Pound and season: If using chicken breasts, pound to even thickness (about 3/4 inch) for quick, even cooking.
Pat dry. Season both sides with salt and pepper.
Mix the sauce: In a bowl, whisk together Dijon mustard, honey, broth, Greek yogurt (or olive oil), lemon juice, apple cider vinegar (if using), garlic, paprika, and red pepper flakes. Taste and adjust honey, lemon, and salt as needed.
You’re aiming for tangy-sweet with a smooth finish.
Sear the chicken: Heat 1 tablespoon olive oil in a large skillet over medium-high heat. Add chicken and sear 2–3 minutes per side until golden. Don’t cook through yet; just build color.
Deglaze and simmer: Reduce heat to medium-low.
Pour in the sauce and use a spatula to scrape up the browned bits. Spoon sauce over the chicken and let it simmer gently for 6–10 minutes, flipping once, until the chicken reaches 165°F (74°C).

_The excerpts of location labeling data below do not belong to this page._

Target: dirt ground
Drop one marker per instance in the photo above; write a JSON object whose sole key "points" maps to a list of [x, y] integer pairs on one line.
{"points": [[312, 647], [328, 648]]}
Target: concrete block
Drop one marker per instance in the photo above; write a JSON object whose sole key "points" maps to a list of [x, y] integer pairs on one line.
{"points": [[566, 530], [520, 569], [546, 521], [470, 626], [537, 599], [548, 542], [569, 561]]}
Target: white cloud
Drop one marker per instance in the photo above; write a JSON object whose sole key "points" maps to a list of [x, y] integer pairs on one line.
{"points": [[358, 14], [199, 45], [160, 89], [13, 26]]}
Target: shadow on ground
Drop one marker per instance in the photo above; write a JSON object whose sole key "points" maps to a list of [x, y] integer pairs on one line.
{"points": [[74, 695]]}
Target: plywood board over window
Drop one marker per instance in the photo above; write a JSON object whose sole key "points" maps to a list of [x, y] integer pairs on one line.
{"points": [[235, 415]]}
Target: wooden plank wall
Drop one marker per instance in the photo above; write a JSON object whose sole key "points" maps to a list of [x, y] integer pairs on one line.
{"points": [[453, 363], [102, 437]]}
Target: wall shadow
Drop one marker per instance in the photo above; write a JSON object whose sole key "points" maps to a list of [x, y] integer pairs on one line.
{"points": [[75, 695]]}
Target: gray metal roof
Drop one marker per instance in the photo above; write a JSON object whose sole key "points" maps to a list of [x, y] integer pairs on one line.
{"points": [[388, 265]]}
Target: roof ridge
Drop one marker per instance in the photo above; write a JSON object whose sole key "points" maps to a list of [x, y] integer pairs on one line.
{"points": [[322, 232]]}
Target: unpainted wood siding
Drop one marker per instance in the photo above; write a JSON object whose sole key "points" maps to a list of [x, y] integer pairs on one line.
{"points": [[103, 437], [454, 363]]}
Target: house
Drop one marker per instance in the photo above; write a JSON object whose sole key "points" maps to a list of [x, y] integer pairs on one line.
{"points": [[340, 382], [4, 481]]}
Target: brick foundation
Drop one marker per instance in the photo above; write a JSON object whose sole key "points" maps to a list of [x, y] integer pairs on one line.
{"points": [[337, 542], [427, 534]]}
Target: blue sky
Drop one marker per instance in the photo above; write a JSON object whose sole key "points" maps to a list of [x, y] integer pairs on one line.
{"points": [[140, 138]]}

Rest and thicken: Transfer chicken to a plate to rest 3 minutes. If the sauce is thin, let it bubble for 1–2 minutes to thicken slightly.
If it’s too thick, add a splash of broth.
Finish and serve: Return chicken to the pan and coat with sauce. Garnish with chopped parsley or chives. Serve with steamed broccoli, roasted sweet potatoes, rice, or a crisp salad.